Xaron was a struggling trader for the better part of a decade and has just in the past year struck upon an approach that seems to be working for him 

see http://xaron.mt4stats.com/analyses.php, about 300 pips a week, not bad

any way its Xaron's approach to the market that, i am sure will rub many up the wrong way, and most "teachers" of trading would like to use Xaron as an example of what not to do . . . . but nevertheless i thought his approach interesting.

i'd call it 'freestyle' trading, the whole thing feels pretty formless.

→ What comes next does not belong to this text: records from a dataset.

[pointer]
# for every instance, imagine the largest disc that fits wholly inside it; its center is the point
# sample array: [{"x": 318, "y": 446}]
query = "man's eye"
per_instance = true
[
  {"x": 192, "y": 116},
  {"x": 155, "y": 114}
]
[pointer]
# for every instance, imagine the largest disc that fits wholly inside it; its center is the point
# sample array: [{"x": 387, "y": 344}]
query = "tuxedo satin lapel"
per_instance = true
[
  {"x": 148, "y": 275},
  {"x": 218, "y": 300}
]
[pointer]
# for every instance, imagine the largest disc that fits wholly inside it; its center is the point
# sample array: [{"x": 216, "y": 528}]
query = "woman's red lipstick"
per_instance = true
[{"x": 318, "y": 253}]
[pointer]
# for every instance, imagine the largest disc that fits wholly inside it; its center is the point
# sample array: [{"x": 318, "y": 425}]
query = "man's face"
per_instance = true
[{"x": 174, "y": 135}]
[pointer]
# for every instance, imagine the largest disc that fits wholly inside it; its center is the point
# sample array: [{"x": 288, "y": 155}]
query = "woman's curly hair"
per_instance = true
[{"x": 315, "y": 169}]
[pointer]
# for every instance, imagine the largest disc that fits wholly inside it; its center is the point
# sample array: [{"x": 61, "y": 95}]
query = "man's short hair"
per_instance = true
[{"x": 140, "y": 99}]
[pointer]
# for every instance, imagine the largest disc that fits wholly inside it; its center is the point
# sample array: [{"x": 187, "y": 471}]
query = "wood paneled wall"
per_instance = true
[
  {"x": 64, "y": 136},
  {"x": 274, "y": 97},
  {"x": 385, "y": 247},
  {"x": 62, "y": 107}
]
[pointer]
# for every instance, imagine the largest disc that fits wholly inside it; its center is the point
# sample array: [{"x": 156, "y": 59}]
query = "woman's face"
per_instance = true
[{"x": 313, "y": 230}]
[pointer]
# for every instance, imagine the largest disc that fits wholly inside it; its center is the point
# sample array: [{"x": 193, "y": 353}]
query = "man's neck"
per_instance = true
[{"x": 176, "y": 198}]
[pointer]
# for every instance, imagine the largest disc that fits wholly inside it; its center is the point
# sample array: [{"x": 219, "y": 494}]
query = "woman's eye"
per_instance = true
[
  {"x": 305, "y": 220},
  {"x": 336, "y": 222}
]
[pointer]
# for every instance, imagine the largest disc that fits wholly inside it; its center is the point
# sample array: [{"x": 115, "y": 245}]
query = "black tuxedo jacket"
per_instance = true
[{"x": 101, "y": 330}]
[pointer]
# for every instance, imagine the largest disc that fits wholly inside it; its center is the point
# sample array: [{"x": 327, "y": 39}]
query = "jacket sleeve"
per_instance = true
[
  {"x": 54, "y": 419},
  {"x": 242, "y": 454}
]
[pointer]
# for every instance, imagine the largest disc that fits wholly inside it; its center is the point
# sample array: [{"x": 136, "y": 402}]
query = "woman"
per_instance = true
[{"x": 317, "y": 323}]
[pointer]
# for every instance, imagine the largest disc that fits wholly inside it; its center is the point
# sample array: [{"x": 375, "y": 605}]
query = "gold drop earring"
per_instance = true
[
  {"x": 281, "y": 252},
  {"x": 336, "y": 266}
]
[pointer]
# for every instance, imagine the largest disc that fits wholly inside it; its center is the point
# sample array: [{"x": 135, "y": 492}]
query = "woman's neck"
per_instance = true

the basic idea, from what i can gather, is to form an overall directional bias, enter at significant support or resistance, and throw in a bit of fundamentals

and dont be too concerned about precise entries and be liberal with your stops . . . . sounds relaxed doesnt it, but his stats seem good


----------



## supermatt (10 September 2009)

I have looked at his stats a while back on ff. Is that a live account statement or what?


----------



## Stormin_Norman (10 September 2009)

in my EAs my SL's are 3-6 times my take profits.

winners to losers are about 10-1. 

similar criteria for entry (minus the fundementals).

remember too - those who cant, teach.


----------